Legal aid societies and similar organizations, many of which operate healthcare hotlines to assist with coverage questions. Trained attorneys and advocates can give specific advice tailored to what’s happening in your state. They can also discuss income, assets, eligibility and other important issues.
If you call your Legal Aid or SHIP, you can begin your conversation by stating that you’re looking for help with Medicare’s costs and/or long-term care. You can ask to talk with someone to help you determine whether Medicaid or a Medicare Savings Program could save you money or offer additional benefits.

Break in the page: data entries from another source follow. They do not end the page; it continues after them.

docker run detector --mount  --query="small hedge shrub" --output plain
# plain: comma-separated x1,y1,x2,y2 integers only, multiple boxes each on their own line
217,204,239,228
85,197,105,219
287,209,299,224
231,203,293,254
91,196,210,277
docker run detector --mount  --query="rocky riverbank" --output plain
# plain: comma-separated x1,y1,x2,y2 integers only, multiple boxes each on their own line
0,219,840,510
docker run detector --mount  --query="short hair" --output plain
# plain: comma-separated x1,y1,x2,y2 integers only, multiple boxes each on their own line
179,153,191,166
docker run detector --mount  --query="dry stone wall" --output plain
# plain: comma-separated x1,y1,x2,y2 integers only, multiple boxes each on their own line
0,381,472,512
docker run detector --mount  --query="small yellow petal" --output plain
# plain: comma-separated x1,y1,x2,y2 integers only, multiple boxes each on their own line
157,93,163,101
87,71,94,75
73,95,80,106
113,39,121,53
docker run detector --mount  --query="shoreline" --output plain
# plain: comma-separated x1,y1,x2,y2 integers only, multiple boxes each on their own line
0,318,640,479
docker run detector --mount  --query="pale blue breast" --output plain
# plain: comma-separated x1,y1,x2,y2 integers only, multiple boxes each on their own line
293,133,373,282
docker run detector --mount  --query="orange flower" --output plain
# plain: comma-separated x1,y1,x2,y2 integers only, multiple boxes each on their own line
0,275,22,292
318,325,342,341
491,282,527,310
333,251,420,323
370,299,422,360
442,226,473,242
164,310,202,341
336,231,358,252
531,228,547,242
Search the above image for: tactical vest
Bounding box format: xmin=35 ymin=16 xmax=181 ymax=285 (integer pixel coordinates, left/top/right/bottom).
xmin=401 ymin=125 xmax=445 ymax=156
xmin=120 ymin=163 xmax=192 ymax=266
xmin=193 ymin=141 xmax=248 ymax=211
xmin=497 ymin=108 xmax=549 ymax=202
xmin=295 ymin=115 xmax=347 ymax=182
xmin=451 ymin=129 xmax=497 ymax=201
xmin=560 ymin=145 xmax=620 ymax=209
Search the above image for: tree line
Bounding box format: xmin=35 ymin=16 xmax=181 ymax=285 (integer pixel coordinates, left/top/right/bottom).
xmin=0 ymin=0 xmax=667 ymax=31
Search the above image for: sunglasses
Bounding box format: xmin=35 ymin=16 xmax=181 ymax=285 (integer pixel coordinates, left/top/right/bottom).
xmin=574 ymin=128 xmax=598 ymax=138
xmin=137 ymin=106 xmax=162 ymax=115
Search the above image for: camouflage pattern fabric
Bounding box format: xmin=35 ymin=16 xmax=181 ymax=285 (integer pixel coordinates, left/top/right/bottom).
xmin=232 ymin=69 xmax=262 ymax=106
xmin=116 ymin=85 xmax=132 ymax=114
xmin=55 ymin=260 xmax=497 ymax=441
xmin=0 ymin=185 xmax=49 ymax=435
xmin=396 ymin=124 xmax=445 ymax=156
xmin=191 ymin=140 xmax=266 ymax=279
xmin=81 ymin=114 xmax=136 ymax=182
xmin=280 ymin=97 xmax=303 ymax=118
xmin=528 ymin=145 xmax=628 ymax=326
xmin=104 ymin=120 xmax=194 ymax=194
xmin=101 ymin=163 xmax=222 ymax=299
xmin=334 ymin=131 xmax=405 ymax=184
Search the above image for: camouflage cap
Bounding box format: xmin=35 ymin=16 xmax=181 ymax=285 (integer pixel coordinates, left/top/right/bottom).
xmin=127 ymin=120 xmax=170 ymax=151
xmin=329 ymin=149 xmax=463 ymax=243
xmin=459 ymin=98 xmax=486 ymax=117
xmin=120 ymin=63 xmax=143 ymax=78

State Health Insurance Assistance Programs (SHIPs) are Medicare counseling services in each state. These trained counselors should be able to refer you to local resources on Medicaid benefits if they can’t answer your specific questions themselves. Our state guide to Medicare includes SHIP listings within each state overview.
Private insurance brokers may specialize in Medicare private plans, some of which are tailored to the needs of dual-eligibles. Be careful, though, to work with your insurance broker to consider all available Medicare plans so you pick the one that meets your coverage needs – and saves you the most money.
Enrollment brokers are state-contracted call centers that facilitate enrollment in the various plans that cover recipients of both Medicaid and Medicare. This hotline is typically the only one where customer service representatives (CSRs) can make enrollment changes for you. You can search online for your state’s hotline, but also make sure to check with the appropriate legal aid society’s healthcare group for unbiased advice.
Your state’s call center (which will have a different name in your state) or Medicaid office may have answers to more basic questions (such as whether you have Medicaid or which plan you have).
Family or estate planning attorneys can answer questions about qualifying for Medicaid based on your assets and/or income. They may be able to help you plan for your healthcare needs using a Special Needs Trust. You can find a legal referral in the elder law section of your state bar association’s web site.